PURPOSE: In the present study we investigated the root-cause of an interference signal (100-200 nm) of sugar-containing solutions in dynamic light scattering (DLS) and nanoparticle tracking analysis (NTA) and its consequences for the analysis of particles in biopharmaceutical drug products.
METHODS: Different sugars as well as sucrose of various purity grades, suppliers and lots were analyzed by DLS and NTA before and (only for sucrose) after treatment by ultrafiltration and diafiltration. Furthermore, Fourier transform infrared (FTIR) microscopy, scanning electron microscopy coupled energy-dispersive X-ray spectroscopy (SEM-EDX), and fluorescence spectroscopy were employed.

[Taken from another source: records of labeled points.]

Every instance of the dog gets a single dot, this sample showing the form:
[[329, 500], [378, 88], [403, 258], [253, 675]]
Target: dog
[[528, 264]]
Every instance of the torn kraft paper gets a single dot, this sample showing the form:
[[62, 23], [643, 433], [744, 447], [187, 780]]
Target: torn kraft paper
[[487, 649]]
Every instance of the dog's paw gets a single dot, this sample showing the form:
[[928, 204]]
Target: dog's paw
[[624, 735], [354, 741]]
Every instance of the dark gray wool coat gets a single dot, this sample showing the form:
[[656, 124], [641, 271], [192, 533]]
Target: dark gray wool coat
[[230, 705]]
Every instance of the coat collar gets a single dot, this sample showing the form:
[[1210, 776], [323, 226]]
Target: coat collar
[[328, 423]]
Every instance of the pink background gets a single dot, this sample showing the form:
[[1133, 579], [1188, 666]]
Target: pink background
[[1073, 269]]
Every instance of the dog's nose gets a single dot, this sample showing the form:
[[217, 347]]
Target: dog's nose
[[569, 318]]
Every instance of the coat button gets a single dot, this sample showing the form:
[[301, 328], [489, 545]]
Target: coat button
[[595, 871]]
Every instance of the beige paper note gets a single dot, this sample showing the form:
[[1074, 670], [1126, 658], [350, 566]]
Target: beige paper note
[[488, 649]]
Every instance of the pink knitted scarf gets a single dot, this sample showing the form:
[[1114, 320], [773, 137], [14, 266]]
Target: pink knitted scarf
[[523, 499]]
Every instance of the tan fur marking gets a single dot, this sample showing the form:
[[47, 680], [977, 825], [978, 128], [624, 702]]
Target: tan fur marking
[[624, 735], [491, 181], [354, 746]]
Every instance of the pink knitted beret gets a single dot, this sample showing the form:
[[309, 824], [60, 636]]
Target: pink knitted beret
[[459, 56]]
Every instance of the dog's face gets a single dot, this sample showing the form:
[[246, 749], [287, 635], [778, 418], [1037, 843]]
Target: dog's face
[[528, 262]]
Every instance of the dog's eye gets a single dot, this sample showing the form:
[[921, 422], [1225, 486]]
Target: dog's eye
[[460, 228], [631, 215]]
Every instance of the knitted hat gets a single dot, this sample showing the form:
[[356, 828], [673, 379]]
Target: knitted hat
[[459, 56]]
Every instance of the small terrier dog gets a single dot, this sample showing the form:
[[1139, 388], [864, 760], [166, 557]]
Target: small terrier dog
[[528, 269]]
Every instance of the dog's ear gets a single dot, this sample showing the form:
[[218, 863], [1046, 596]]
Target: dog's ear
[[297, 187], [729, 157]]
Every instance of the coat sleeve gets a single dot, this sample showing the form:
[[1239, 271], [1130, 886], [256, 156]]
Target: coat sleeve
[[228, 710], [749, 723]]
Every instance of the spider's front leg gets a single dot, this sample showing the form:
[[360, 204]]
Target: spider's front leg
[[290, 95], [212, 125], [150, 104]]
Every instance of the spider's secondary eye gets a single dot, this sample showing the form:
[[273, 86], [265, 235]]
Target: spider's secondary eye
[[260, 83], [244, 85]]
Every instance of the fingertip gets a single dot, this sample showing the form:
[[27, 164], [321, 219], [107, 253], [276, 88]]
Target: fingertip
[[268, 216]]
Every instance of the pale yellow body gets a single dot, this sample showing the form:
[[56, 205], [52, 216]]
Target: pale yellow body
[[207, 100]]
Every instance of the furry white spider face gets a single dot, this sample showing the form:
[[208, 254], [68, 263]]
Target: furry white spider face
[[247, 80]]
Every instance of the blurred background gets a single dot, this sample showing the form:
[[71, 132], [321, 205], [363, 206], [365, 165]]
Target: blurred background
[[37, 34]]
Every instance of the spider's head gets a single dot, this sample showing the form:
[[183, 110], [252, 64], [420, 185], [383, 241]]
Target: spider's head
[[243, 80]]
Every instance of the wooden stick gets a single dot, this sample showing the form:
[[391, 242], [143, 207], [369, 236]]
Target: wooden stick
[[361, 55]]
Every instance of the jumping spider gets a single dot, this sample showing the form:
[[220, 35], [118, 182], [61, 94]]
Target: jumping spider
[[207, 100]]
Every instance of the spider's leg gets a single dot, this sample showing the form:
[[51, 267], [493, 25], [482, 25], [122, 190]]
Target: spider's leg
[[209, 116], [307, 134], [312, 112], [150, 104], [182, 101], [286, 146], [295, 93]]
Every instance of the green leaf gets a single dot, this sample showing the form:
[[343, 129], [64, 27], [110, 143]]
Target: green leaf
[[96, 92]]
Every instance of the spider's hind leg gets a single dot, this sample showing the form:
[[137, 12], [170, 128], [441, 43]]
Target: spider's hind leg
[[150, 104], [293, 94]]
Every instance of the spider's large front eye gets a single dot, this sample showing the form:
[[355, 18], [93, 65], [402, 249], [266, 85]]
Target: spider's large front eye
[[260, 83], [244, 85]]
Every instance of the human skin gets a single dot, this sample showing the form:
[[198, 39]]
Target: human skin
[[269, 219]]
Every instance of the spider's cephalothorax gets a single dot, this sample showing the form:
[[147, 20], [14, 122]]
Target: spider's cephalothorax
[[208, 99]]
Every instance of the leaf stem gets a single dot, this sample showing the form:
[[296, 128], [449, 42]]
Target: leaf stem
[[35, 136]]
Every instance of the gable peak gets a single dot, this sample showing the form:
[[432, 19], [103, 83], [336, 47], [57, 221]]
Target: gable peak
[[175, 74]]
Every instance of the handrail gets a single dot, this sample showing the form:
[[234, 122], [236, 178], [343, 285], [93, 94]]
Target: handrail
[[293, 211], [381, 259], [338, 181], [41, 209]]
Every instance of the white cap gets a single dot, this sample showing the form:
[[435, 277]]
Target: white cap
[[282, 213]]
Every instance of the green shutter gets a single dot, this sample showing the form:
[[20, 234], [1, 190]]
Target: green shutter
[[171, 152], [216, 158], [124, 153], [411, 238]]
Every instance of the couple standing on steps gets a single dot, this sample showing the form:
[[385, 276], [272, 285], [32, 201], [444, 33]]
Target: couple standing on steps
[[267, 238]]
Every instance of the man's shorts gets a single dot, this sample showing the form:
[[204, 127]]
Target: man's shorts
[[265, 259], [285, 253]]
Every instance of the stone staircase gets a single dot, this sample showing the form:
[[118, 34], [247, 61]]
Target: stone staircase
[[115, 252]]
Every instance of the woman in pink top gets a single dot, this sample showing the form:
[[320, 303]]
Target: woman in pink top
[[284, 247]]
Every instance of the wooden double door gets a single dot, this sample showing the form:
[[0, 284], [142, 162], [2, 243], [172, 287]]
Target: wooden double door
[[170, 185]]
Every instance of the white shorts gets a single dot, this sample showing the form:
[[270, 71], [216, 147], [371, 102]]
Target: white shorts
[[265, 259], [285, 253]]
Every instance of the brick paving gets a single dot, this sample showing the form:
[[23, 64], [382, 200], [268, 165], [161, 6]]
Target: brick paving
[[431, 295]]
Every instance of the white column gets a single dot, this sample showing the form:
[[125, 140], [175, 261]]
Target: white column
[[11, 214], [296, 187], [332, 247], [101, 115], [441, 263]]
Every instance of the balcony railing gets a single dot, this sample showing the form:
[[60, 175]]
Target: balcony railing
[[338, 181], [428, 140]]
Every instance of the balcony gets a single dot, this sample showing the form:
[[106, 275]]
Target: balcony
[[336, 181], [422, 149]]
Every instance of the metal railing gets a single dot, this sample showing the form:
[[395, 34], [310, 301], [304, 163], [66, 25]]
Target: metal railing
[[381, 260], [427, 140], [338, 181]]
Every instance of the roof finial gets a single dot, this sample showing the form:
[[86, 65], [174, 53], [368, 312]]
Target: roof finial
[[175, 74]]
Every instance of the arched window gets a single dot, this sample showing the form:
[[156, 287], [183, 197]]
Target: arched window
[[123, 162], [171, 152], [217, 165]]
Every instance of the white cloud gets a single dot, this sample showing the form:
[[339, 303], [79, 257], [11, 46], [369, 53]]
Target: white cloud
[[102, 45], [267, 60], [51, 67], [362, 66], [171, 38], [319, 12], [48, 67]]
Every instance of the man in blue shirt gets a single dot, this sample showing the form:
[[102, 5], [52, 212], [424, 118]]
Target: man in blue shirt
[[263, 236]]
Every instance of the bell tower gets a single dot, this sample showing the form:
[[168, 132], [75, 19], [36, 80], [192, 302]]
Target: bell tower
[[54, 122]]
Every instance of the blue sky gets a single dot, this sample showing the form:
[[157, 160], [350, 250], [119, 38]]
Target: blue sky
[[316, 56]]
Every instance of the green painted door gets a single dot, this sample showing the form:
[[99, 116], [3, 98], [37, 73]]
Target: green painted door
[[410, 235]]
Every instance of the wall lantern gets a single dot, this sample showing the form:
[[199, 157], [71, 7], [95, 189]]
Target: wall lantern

RESULTS: The intensity of the interference signal differed between sugar types, sucrose of various purity grades, suppliers, and batches of the same supplier. The interference signal could be successfully eliminated from a sucrose solution by ultrafiltration (0.02 μm pore size). Nanoparticles, apparently composed of dextrans, ash components and aromatic colorants that were not completely removed during the sugar refinement process, were found responsible for the interference and were successfully purified from sucrose solutions.
CONCLUSIONS: The interference signal of sugar-containing solutions in DLS and NTA is due to the presence of nanoparticulate impurities. The nanoparticles present in sucrose were identified as agglomerates of various impurities originating from raw materials.